L’autre faiblesse du nouveau projet de loi belge sur la coopération au développement pourrait être son insistance à privilégier le rôle des entreprises et du secteur privé, notamment en zones rurales des pays pauvres. Beaucoup d’ONG belges pensent que l’approche du secteur privé à but lucratif ne témoigne pas d’une volonté d’inclusion de toutes les paysanneries des pays en voie de développement. Les laissés pour compte du monde paysan viennent alors grossir les rangs des populations urbaines, sans disposer de ressources suffisantes pour payer l’aventure migratoire internationale.

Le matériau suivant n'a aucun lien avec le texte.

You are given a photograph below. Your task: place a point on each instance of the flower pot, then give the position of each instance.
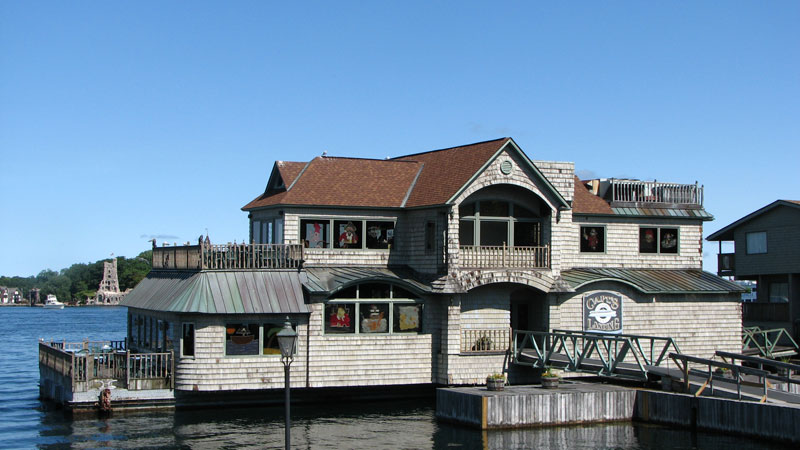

Un article consacré aux migrations dans l’édition de novembre 2018 du Monde diplomatique (1) rappelle que dans les États les plus pauvres, plus que partout ailleurs, la vision classique et libérale du développement économique n’est pas synonyme de prospérité pour tous : « la hausse de la productivité agricole transforme le monde rural en laissant sur le carreau une main-d’œuvre abondante, souvent jeune, que l’économie urbaine émergente ne parvient pas à absorber (…) Bloqués dans les campagnes ou aux marges des villes, les laissés pour compte sont distancés par ceux qui tirent leur épingle du jeu et peuvent profiter des bienfaits de la consommation.»

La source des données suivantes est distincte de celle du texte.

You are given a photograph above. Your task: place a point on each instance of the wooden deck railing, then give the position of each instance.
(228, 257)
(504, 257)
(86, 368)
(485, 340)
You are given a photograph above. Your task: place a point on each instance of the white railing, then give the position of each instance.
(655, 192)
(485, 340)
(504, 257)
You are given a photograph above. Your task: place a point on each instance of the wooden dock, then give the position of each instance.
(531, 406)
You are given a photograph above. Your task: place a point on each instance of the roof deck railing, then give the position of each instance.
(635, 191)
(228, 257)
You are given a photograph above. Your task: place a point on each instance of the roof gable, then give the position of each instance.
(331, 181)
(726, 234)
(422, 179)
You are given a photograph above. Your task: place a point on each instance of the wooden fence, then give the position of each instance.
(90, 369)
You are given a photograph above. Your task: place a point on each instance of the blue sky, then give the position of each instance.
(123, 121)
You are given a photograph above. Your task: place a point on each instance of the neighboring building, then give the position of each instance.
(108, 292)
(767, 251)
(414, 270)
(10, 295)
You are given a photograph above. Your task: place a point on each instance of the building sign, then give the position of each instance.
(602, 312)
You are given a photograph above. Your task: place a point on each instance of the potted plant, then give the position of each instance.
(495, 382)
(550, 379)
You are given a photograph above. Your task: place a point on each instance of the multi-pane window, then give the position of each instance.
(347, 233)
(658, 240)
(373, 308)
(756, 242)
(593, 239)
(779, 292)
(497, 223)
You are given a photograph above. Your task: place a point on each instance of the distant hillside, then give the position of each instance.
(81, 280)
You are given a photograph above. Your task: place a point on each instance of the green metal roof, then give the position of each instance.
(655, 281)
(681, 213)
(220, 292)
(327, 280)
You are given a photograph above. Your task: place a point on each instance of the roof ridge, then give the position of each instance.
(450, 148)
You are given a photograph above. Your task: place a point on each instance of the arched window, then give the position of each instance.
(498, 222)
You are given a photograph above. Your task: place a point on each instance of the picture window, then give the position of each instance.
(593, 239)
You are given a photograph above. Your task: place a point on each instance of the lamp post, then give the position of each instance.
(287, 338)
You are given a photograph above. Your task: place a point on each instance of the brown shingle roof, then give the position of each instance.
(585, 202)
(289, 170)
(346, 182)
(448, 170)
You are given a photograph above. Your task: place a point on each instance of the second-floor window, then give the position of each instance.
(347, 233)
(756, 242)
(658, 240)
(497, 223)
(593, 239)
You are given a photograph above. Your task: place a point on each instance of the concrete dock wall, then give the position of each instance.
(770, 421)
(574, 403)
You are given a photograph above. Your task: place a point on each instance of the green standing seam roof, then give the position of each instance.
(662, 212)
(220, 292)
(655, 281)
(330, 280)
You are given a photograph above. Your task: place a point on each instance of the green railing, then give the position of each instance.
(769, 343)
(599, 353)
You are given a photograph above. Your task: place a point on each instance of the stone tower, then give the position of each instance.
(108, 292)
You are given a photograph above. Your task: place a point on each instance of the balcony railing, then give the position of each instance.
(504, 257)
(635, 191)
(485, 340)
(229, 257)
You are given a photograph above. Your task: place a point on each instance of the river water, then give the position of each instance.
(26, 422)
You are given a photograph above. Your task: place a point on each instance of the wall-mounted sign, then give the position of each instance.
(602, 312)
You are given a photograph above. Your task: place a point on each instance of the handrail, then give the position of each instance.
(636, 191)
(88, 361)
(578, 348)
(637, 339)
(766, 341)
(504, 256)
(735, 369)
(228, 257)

Il s’agit donc de bien comprendre que l’appui au secteur privé dans les pays pauvres ne renverse pas l’exode rural et les déplacements internes. Si cet appui est mal exécuté, il peut même aggraver ces déplacements. La minorité qui émigre a souvent d’abord connu une migration interne en provenance des campagnes, mais au final, la majorité paysanne, victime des inégalités, se retrouve coincée à la marge des grandes villes de son pays d’origine.

Assez de simplismes !

Il n’existe pas de recettes de développement simples qui seraient en mesure de ralentir les flux migratoires, qu’ils soient internes ou internationaux, réguliers ou irréguliers. Défendre cette idée fausse témoigne d’un simplisme effarant. Certains politiciens s’y accrochent malgré tout, leur curseur étant sans doute bloqué sur leurs prochaines échéances électorales.

Rédaction : Pierre Coopman

(1) Benoit Bréville, Immigration, un débat biaisé, Le Monde diplomatique, n°776, novembre 2018.